Right click the start button and select ‘Disk Management’ à Right click on the C drive and choose ‘Shrink Volume’. If it were me I would leave at least 50 GB a free space on your operating partition for any programs you might want to download in the future, the rest you can turn into a storage partition for your data. Once you have adjusted your volume size click ‘Shrink’, once this is done you will see an empty space partition beside your operating partition. Right click your new data partition and choose ‘New Simple Volume’, make sure to format using NTFS. When this is completed you can now use the storage partition to store your data and portable applications. You are going to want to properly transfer your files to the new partition so Windows knows where to find them. To do this right click on the file or folder you want to move to your storage drive and select ‘Properties’ à Location Tab à Click move à browse to the location on your storage drive where you want your data to sit and select ‘yes’ to move your data there.

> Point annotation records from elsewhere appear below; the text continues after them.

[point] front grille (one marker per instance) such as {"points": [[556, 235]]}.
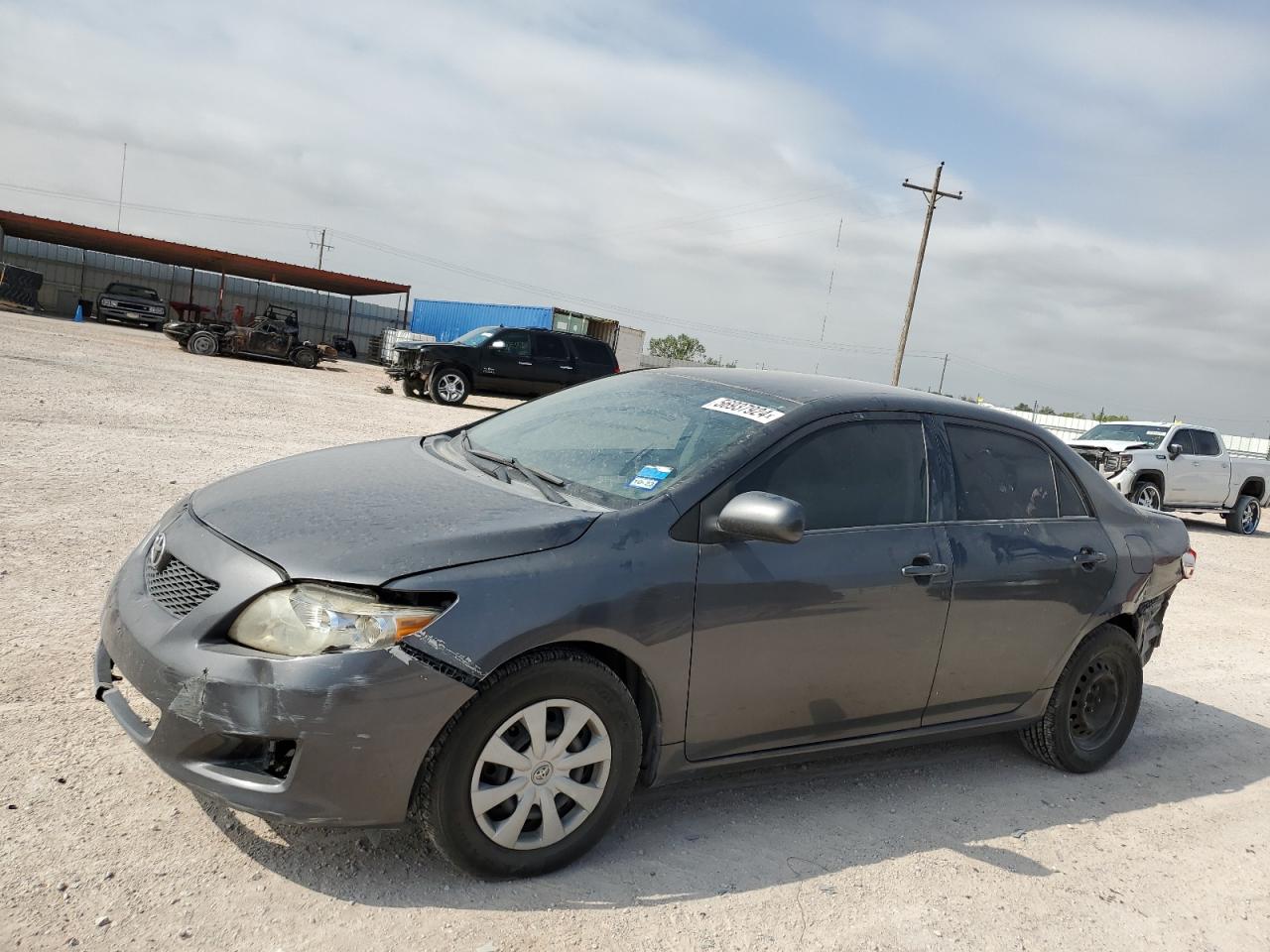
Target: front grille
{"points": [[178, 588]]}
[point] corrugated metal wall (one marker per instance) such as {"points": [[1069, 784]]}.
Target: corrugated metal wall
{"points": [[71, 273], [445, 320]]}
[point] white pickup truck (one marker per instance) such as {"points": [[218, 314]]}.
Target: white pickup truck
{"points": [[1182, 467]]}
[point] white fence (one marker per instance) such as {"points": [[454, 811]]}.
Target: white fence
{"points": [[1071, 426]]}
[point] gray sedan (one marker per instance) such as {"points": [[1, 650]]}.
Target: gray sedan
{"points": [[631, 581]]}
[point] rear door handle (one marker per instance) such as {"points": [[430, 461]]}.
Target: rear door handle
{"points": [[922, 567]]}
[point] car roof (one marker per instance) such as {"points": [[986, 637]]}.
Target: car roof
{"points": [[842, 394]]}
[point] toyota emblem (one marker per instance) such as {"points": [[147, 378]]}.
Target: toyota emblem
{"points": [[158, 556]]}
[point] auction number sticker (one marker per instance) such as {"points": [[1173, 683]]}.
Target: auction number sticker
{"points": [[739, 408]]}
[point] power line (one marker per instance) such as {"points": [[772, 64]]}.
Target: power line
{"points": [[933, 195]]}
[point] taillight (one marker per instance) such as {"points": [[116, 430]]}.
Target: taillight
{"points": [[1189, 563]]}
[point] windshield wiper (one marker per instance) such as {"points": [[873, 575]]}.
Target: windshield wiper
{"points": [[541, 480]]}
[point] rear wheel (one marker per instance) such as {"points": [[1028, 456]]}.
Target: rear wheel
{"points": [[1093, 705], [1146, 493], [447, 386], [202, 343], [1245, 517], [532, 772]]}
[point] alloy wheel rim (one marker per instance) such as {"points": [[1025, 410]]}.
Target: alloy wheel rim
{"points": [[451, 388], [1098, 702], [1250, 518], [541, 774]]}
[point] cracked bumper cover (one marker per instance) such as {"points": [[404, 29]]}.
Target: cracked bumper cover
{"points": [[361, 721]]}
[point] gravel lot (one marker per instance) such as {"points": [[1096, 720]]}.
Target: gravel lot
{"points": [[970, 846]]}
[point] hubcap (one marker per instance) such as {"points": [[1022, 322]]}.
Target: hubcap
{"points": [[541, 774], [1148, 497], [451, 388], [1250, 518], [1097, 702]]}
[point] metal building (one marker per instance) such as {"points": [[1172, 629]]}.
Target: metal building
{"points": [[77, 262]]}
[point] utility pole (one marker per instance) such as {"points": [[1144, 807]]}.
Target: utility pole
{"points": [[320, 244], [118, 218], [933, 195]]}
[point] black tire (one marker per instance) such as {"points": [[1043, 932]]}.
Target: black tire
{"points": [[1245, 517], [1147, 493], [414, 388], [444, 797], [1093, 705], [202, 343], [448, 386]]}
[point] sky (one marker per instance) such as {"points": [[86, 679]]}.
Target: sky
{"points": [[703, 168]]}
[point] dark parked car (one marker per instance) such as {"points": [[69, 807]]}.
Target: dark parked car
{"points": [[633, 580], [517, 361], [273, 334], [131, 303]]}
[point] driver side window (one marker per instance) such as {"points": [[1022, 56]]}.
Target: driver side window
{"points": [[856, 474], [516, 343]]}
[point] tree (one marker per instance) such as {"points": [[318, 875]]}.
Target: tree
{"points": [[677, 347]]}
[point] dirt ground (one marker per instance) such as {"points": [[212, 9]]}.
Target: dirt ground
{"points": [[955, 846]]}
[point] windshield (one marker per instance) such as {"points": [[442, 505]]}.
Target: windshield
{"points": [[1150, 434], [475, 338], [132, 291], [631, 435]]}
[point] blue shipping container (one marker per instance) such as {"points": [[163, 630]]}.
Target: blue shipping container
{"points": [[445, 320]]}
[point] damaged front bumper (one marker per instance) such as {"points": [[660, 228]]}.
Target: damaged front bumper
{"points": [[333, 739]]}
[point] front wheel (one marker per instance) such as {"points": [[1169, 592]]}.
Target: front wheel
{"points": [[1093, 705], [1147, 494], [532, 772], [1245, 517], [447, 386], [202, 343]]}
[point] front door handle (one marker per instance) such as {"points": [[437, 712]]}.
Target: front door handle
{"points": [[922, 567]]}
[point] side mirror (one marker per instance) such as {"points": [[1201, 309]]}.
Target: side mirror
{"points": [[762, 517]]}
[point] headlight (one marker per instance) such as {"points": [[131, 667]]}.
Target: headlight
{"points": [[309, 620]]}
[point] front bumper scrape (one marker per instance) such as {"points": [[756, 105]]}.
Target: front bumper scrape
{"points": [[329, 739]]}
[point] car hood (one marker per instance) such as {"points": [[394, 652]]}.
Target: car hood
{"points": [[372, 512], [1112, 445]]}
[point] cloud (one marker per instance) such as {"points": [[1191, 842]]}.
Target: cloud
{"points": [[634, 157]]}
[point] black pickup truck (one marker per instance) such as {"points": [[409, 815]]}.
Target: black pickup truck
{"points": [[509, 361], [131, 303]]}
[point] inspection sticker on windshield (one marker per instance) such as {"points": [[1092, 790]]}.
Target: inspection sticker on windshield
{"points": [[739, 408]]}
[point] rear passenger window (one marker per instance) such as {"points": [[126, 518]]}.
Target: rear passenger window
{"points": [[1000, 476], [858, 474], [592, 352], [1071, 500], [549, 348], [1183, 439], [1206, 443]]}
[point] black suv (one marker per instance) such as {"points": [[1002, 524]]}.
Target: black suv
{"points": [[131, 303], [516, 361]]}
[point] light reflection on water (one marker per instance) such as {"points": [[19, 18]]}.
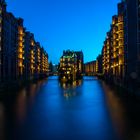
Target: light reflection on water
{"points": [[85, 109]]}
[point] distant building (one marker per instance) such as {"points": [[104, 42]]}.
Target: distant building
{"points": [[20, 54], [71, 65], [121, 49], [90, 68]]}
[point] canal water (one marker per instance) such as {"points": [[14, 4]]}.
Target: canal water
{"points": [[85, 110]]}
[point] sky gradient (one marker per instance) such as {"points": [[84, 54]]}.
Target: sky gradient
{"points": [[67, 24]]}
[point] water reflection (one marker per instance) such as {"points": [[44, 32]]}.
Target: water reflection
{"points": [[84, 110], [2, 121], [116, 109]]}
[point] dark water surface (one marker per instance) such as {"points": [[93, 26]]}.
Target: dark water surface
{"points": [[86, 110]]}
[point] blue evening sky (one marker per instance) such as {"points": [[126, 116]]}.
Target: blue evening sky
{"points": [[67, 24]]}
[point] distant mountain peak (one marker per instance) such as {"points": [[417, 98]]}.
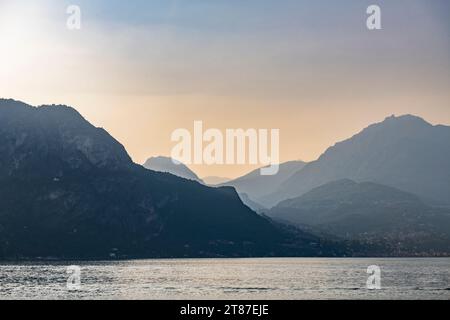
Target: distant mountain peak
{"points": [[169, 165], [404, 151]]}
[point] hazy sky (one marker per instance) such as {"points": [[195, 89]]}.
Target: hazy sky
{"points": [[142, 69]]}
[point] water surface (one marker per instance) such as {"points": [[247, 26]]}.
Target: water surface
{"points": [[278, 278]]}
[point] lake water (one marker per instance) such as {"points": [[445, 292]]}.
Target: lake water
{"points": [[278, 278]]}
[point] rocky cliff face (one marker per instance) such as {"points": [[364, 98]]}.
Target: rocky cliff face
{"points": [[69, 190]]}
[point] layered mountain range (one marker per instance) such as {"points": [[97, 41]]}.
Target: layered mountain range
{"points": [[70, 190]]}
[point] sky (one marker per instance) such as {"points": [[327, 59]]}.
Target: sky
{"points": [[143, 68]]}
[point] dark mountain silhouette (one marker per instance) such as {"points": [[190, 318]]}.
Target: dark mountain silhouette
{"points": [[371, 212], [404, 152], [70, 190], [165, 164], [255, 186]]}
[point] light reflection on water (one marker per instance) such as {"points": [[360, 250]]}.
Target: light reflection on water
{"points": [[278, 278]]}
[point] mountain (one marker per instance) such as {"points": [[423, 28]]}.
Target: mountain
{"points": [[214, 181], [371, 212], [404, 152], [70, 190], [256, 186], [165, 164]]}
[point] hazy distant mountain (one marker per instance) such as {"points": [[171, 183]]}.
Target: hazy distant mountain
{"points": [[404, 152], [256, 186], [70, 190], [369, 211], [214, 181], [165, 164]]}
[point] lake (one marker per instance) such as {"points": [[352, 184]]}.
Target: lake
{"points": [[276, 278]]}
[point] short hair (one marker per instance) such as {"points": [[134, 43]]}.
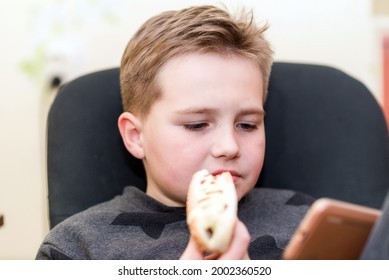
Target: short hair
{"points": [[200, 29]]}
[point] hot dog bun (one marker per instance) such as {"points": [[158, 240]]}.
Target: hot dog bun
{"points": [[212, 210]]}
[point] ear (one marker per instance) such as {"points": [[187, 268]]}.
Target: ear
{"points": [[130, 129]]}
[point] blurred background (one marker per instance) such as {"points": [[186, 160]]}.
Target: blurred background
{"points": [[48, 42]]}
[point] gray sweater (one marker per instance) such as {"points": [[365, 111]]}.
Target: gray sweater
{"points": [[135, 226]]}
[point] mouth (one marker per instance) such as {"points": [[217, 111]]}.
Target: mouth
{"points": [[235, 175]]}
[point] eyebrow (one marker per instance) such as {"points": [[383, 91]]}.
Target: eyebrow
{"points": [[205, 110]]}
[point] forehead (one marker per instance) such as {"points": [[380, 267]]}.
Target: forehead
{"points": [[210, 75]]}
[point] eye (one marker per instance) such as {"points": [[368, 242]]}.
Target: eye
{"points": [[247, 126], [195, 126]]}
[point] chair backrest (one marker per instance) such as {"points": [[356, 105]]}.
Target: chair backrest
{"points": [[326, 136]]}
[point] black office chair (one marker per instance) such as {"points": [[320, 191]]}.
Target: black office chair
{"points": [[326, 136]]}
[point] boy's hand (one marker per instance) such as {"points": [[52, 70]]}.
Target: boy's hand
{"points": [[238, 249]]}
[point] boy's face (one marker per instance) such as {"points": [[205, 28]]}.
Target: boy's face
{"points": [[209, 116]]}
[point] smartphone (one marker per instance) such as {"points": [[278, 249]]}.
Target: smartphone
{"points": [[332, 230]]}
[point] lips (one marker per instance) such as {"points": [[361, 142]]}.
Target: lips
{"points": [[235, 175]]}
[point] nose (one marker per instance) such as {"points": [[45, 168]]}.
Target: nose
{"points": [[225, 144]]}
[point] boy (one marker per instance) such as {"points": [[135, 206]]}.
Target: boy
{"points": [[193, 85]]}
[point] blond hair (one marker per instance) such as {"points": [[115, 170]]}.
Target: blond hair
{"points": [[201, 29]]}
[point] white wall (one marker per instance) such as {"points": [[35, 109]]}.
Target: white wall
{"points": [[91, 35]]}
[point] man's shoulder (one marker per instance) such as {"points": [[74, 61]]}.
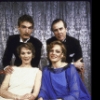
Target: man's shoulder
{"points": [[35, 40], [48, 41], [70, 38], [13, 37]]}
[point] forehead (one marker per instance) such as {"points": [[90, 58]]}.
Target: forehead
{"points": [[25, 49], [26, 23], [58, 24], [56, 46]]}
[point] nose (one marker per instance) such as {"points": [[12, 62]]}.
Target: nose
{"points": [[26, 55], [27, 30]]}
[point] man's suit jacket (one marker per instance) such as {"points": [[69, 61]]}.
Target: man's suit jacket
{"points": [[73, 47], [12, 43]]}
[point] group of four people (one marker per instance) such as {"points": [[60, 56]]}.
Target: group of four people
{"points": [[60, 80]]}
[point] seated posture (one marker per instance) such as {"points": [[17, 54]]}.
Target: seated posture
{"points": [[25, 81], [61, 81]]}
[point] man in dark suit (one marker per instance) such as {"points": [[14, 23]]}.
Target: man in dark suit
{"points": [[74, 51], [25, 27]]}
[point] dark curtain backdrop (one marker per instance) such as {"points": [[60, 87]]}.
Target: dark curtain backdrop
{"points": [[77, 15]]}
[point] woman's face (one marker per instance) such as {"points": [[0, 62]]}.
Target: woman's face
{"points": [[55, 54], [26, 55]]}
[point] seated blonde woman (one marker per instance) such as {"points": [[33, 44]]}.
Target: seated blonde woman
{"points": [[25, 81]]}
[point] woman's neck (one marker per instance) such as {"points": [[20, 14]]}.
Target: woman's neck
{"points": [[25, 65], [58, 64]]}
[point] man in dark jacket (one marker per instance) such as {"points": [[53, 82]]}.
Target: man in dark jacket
{"points": [[25, 27], [74, 51]]}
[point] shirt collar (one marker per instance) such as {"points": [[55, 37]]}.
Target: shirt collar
{"points": [[24, 41]]}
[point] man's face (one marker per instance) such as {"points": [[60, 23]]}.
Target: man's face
{"points": [[59, 30], [25, 30]]}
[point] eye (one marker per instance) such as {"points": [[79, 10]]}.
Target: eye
{"points": [[30, 27], [22, 53], [29, 52], [57, 51]]}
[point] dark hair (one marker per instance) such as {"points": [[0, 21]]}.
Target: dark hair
{"points": [[27, 18], [27, 45], [56, 21], [52, 44]]}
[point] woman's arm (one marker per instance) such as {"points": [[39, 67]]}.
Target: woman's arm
{"points": [[4, 88], [37, 84]]}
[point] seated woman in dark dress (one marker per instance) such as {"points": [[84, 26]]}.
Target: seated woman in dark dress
{"points": [[61, 81]]}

There are a few other things you can do to speed up and streamline your PC. You can download a program called SpaceSniffer that gives you a visual break down of what is taking up space on your hard drive. You can also use cloud storage to keep important documents stored off of your hard drive. Google Drive or One Note are good, however, if you are concerned about privacy and security I would recommend a Zero Knowledge system like SpideOak. You can also build a portable tool kit. There are many portable applications out there that allow you to download an operating file with the application, without actually installing it on your computer. You can leave these apps in your storage drive or keep them on an external device like a USB stick or external drive; alternatively you can also store these on the cloud. Another upgrade I strongly suggest would be to replace your standard sata hard drive to an ultra-fast, more stable solid state drive. These solid state drives don’t have any moving parts in them so not only are they more stable but they are also faster. They tend to be more expensive and don’t have as much capacity but overall they are much better.